The bulb has died on a lamp that I've got over a 2.5 gallon shrimp tank. Rather than looking for another bulb for this not-very-common fixture, I thought I might attach my new Azoo lamp to the tank.

The Azoo clamps onto the tank, though, so I'll have to remove the pretty screen that sits atop the tank. And as I've never kept shrimp in a small tank before, I'm wondering -- would the shrimp climb out of the tank? 

I've been watching the shrimp, and so far they seem to walk upside down below the surface of the water before dropping back down into the tank. I haven't noticed any shrimp in any of my tanks trying to escape by launching off the top of water lettuce or anything like that. 

I'd appreciate any thoughts!
-Maureen


----------



## Diztrbd1

unless your water level is at the top of the tank or level with something they could use to climb out, I wouldn't think they could. Even if it was , I think they wouldn't anyway, they like the water too much I don't have a lid on mine and between my high water level and floating plants , I have had no probs or even seen any attempts at escaping.


----------



## teija

Hard to say... as long as they are happy in their water parameters and there's nothing going on to make them feel stressed or jumpy, you should be ok if the water level is not too close to the top of the rim.

Personally, if we were talking about my amanos I would feel safer with a lid...


----------



## CRS Fan

My Blue Pearl shrimp tank is topless. My water level is also high so that the AC 50 does not cascade into the tank to minimize CO2 release.

Hopefully that helops.

Best Regards,

Stuart


----------



## qyrus

Only shrimps I've kept that jumps are Rudolphs/Red-Nose, a lid might be handy if you plan on keeping those.

Jim


----------



## alym

I can tell you, from experience, that my tanks are topless and have had tons of amano shrimp in them; however, I say this with a caveat -- I've also found amano carcasses upwards of 20ft from the tank!

Yes, they can get out. Does it happen often? No.


----------



## Morainy

Thank you, everyone! I will try taking the lid off of Scholz's blue shrimp tank, then, and attaching a nice light. Right now, I've got a desk lamp sitting on a Kleenex box next to it, dimly filtering through the black mesh top, and it really does detract from the aesthetics of his freshwater-pond-with-moss look.

Alym, your shrimp wandered twenty feet! I cannot imagine how they dragged their bulky bodies around with their spindly little feet. They must have been very motivated to get somewhere.

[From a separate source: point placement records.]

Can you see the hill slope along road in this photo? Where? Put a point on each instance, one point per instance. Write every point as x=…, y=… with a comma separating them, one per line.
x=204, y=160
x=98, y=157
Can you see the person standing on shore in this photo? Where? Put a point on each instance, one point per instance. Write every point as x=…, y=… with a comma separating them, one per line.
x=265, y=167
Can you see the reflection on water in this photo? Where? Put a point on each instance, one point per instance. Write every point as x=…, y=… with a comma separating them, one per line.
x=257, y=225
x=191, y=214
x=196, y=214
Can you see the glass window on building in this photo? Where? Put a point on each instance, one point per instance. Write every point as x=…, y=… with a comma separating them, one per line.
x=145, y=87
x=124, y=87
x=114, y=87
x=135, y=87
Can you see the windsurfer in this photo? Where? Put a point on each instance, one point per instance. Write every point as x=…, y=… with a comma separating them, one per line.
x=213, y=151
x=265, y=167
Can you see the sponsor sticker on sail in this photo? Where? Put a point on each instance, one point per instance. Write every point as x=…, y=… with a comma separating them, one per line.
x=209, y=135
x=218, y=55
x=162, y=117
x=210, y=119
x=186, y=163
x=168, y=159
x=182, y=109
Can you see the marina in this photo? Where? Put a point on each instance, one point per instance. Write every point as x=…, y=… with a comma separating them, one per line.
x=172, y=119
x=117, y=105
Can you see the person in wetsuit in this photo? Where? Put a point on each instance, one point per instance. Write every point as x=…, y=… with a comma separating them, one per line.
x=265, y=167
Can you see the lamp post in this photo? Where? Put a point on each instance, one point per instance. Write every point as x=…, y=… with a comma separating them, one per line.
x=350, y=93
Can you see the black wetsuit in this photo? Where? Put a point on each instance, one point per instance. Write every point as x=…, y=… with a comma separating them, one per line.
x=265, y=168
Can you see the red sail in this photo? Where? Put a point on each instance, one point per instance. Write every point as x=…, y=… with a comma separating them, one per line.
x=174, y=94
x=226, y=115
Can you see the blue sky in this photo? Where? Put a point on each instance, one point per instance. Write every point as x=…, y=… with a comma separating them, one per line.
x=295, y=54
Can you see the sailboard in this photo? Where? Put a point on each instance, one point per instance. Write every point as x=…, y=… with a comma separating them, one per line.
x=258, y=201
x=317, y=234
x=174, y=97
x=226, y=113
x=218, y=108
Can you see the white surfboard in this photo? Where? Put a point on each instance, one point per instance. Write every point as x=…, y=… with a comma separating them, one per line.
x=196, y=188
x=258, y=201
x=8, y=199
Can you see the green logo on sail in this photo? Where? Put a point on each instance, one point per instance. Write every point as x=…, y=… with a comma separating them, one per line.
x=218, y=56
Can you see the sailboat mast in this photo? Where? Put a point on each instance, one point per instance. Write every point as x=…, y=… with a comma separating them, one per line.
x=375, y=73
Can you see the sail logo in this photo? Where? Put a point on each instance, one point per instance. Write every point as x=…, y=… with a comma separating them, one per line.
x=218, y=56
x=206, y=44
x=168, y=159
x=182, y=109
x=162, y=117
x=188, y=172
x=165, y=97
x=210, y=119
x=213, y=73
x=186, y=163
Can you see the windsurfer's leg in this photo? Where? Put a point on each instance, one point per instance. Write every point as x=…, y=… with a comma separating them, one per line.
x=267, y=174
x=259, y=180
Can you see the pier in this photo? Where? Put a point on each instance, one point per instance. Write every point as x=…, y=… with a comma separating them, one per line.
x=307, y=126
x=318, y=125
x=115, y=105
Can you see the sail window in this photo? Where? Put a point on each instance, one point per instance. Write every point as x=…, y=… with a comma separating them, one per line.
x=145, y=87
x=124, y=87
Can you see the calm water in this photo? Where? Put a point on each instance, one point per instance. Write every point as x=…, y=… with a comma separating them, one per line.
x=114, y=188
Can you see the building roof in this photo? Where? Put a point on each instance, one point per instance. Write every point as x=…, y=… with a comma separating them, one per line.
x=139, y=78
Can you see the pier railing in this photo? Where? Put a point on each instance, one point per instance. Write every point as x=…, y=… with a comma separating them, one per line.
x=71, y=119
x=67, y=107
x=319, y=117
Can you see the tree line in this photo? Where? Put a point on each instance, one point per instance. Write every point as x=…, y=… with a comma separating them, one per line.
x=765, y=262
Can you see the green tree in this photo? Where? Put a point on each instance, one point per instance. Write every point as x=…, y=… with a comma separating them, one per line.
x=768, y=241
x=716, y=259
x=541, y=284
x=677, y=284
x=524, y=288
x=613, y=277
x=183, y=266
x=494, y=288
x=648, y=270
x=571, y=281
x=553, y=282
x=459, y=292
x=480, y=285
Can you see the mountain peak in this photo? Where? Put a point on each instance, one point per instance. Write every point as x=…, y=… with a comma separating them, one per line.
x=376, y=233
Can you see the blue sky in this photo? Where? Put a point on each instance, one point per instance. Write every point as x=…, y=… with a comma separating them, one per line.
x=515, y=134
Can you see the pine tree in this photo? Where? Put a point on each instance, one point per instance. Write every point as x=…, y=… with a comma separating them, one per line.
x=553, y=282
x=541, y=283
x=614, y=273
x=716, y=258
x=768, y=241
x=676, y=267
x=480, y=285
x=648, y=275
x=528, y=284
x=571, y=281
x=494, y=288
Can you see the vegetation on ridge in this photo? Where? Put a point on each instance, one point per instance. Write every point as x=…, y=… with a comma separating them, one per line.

Gyrus, are there really Rudolph shrimp? (The shrimp version of flying reindeer?) I definitely think that those would need a lid... or jingle bells...

Thank you!


----------



## budahrox

Morainy said:


> Gyrus, are there really Rudolph shrimp? (The shrimp version of flying reindeer?) I definitely think that those would need a lid... or jingle bells...

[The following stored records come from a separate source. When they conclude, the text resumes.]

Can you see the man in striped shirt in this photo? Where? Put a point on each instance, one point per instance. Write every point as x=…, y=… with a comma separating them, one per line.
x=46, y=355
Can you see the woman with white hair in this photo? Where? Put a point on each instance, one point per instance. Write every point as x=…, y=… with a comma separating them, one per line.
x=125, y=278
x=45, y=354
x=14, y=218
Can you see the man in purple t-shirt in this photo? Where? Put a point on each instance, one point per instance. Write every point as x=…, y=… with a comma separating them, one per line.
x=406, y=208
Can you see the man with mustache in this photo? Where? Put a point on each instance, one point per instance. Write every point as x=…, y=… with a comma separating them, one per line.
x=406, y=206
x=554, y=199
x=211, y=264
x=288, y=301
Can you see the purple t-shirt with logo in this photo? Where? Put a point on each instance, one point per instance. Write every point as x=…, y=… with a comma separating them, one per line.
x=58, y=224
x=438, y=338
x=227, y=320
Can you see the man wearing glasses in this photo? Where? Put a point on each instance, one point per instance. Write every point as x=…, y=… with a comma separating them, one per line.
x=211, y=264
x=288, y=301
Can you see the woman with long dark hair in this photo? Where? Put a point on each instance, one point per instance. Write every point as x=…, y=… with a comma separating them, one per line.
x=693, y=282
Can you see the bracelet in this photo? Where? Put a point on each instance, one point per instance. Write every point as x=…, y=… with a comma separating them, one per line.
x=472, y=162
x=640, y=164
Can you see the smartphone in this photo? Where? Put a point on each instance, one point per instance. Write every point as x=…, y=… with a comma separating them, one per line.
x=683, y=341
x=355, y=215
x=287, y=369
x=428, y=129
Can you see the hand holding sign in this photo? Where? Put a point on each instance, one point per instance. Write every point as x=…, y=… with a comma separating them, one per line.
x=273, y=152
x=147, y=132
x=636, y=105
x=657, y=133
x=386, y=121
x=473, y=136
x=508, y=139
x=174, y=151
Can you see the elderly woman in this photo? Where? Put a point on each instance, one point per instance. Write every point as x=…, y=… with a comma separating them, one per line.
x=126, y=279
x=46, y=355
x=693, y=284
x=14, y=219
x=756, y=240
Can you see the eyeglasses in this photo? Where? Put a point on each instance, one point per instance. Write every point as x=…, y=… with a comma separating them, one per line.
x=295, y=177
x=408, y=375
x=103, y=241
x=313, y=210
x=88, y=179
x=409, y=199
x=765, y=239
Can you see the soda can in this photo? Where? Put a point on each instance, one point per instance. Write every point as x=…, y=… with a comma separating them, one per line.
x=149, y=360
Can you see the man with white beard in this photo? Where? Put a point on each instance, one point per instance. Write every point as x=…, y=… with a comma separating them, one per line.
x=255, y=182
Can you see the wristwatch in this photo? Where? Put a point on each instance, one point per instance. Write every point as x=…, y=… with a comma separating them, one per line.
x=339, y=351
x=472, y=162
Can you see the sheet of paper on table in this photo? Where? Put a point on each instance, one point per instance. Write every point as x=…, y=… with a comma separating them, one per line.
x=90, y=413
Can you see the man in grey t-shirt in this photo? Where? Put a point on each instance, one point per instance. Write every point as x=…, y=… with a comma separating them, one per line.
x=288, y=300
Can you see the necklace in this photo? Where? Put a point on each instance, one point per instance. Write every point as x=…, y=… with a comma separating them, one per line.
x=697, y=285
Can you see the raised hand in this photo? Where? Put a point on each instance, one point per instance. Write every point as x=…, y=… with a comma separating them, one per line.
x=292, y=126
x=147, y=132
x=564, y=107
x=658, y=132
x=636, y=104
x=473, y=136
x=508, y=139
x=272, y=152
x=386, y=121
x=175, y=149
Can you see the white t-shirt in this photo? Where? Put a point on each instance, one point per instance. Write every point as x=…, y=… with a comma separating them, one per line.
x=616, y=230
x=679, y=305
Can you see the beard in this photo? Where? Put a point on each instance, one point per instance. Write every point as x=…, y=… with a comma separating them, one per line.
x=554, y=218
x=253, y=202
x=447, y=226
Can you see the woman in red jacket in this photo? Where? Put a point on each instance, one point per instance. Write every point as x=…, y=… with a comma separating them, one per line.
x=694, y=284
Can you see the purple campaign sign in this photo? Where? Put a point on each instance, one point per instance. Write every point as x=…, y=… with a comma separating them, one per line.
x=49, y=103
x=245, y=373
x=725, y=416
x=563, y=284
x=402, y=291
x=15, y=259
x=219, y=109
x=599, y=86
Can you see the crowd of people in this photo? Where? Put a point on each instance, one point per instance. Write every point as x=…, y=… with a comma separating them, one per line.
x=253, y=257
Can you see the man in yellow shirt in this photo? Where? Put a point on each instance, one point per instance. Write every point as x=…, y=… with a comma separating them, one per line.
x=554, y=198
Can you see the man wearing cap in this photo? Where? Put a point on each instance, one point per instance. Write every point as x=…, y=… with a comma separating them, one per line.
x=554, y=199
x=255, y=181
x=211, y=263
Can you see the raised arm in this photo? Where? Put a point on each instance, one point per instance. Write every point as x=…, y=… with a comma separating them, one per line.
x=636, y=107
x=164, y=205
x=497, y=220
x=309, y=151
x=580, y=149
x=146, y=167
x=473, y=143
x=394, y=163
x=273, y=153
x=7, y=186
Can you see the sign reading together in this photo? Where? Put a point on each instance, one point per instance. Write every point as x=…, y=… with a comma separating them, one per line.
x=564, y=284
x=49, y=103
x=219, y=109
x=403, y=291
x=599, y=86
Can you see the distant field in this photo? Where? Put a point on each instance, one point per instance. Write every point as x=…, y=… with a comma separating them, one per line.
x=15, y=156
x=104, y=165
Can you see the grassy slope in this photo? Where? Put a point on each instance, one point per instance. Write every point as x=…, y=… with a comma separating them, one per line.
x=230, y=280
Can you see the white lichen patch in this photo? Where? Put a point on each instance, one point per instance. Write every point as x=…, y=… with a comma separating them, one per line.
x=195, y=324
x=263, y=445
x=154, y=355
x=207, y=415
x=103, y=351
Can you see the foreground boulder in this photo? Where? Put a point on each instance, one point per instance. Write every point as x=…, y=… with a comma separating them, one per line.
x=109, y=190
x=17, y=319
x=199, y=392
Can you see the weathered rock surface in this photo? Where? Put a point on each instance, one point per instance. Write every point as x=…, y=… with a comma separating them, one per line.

Yep, Pat (Mykiss) has them.
Cheers!!


----------



## Mferko

alym said:


> I can tell you, from experience, that my tanks are topless and have had tons of amano shrimp in them; however, I say this with a caveat -- I've also found amano carcasses upwards of 20ft from the tank!
> 
> Yes, they can get out. Does it happen often? No.

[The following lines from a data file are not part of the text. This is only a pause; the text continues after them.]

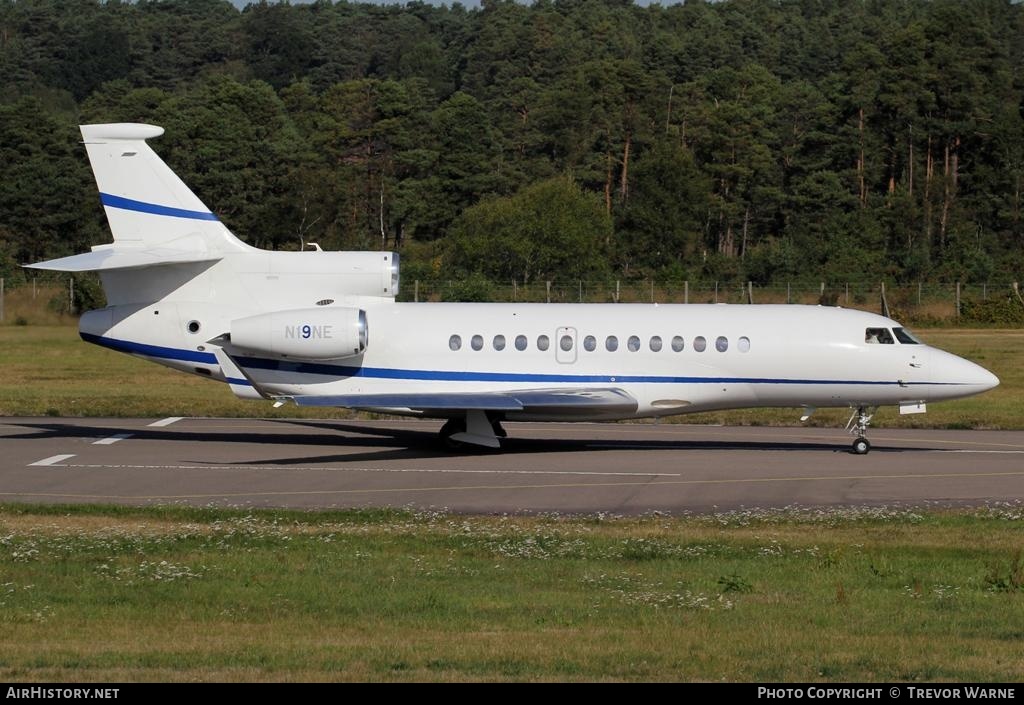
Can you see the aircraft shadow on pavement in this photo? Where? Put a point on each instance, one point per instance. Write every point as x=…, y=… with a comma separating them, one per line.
x=406, y=444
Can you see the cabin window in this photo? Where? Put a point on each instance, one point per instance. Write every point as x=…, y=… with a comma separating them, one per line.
x=905, y=336
x=879, y=336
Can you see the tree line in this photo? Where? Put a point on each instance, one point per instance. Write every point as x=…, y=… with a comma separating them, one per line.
x=736, y=140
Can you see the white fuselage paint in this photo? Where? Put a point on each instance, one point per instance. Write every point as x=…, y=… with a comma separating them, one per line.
x=797, y=355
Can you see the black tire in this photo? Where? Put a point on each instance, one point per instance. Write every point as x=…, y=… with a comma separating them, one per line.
x=861, y=446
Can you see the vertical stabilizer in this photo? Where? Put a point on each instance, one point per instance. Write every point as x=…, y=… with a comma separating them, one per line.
x=145, y=202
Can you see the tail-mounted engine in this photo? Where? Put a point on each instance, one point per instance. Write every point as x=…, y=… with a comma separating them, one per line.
x=312, y=334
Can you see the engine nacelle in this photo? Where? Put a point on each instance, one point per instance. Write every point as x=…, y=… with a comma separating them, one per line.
x=304, y=333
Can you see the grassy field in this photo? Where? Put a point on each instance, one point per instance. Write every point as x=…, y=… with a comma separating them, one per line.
x=96, y=593
x=47, y=370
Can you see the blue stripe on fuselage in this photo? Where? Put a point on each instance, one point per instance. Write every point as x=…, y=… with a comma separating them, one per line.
x=339, y=371
x=154, y=208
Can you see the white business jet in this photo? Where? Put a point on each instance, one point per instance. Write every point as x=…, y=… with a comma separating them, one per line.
x=324, y=329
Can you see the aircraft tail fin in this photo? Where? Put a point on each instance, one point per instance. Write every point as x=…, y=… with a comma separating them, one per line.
x=146, y=204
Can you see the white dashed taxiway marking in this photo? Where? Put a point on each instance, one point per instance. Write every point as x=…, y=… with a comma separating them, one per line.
x=166, y=422
x=52, y=460
x=112, y=440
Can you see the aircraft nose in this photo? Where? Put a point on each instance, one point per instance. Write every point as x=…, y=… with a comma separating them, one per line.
x=968, y=377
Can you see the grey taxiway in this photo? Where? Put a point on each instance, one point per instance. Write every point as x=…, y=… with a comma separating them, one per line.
x=569, y=468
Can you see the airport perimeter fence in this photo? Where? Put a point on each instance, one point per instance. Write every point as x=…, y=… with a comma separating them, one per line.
x=915, y=302
x=923, y=301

lol yea i found an amano halfway to the kitchen once


----------



## effox

I've got a rimless\topless tank, with the water level right to the top of the rim, it works fine. No suiciders.


----------



## Morainy

Thank you, everyone. I feel very confident removing the lid so that I can swap lamps now...


----------



## Morainy

Yes! I just noticed them on the Canadian Aquatics site! As my grandfather used to say, "Now I know everything...." lol



budahrox said:


> Yep, Pat (Mykiss) has them.
> Cheers!!


----------